Nation Radio Yorkshire, formerly GHR Hull & East Yorkshire and KCFM, is an Independent Local Radio station serving Kingston upon Hull and the East Riding of Yorkshire, which is owned and operated by Nation Broadcasting. This new licence was advertised by Ofcom in 2006.

As KCFM, it was owned by the Lincs FM Group. In early 2019, it was sold on to Nation Broadcasting, under the licensed name of Greatest Hits Radio. On 19 September 2022, the licensing name agreement ended and the station became part of the Nation Radio network.

As of September 2024, the station broadcasts to a weekly audience of 56,000, according to RAJAR.

==Background==
KCFM was run by a local consortium – under the name of Planet Broadcasting Limited. In June 2009 a share exchange was agreed with the Lincs FM Group.

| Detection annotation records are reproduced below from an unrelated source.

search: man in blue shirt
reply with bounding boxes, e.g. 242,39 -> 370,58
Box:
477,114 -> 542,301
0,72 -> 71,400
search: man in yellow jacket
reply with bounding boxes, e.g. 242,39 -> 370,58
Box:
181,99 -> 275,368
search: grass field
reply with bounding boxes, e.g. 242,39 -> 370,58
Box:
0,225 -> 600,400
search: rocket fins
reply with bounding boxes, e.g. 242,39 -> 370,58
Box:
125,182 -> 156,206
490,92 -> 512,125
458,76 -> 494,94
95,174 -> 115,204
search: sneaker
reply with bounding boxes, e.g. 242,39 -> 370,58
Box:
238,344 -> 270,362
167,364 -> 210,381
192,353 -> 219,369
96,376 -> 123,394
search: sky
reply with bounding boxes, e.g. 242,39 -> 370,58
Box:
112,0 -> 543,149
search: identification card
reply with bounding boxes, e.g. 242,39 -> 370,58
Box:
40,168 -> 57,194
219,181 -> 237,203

The late Tim Jibson, who was a member of the team that acquired the original Ofcom licence, was the launch director and was also the Director of Programmes until May 2009, when he moved on to the role of managing director of Adventures in Radio Ltd. Jibson had previously worked for Viking FM and Viking Gold (later known as Greatest Hits Radio) and for BBC Radio Humberside.

==Launch==
The station carried out a full month of test transmissions before launch at 6:00 a.m. on 1 August 2007. The first voice heard on-air was that of Steve Jordan who then introduced the Director of Programmes Tim Jibson. Jordan then played the first music track "Twist and Shout" by The Beatles. The Planet House studio building was then officially opened by the England Football Manager Steve McClaren.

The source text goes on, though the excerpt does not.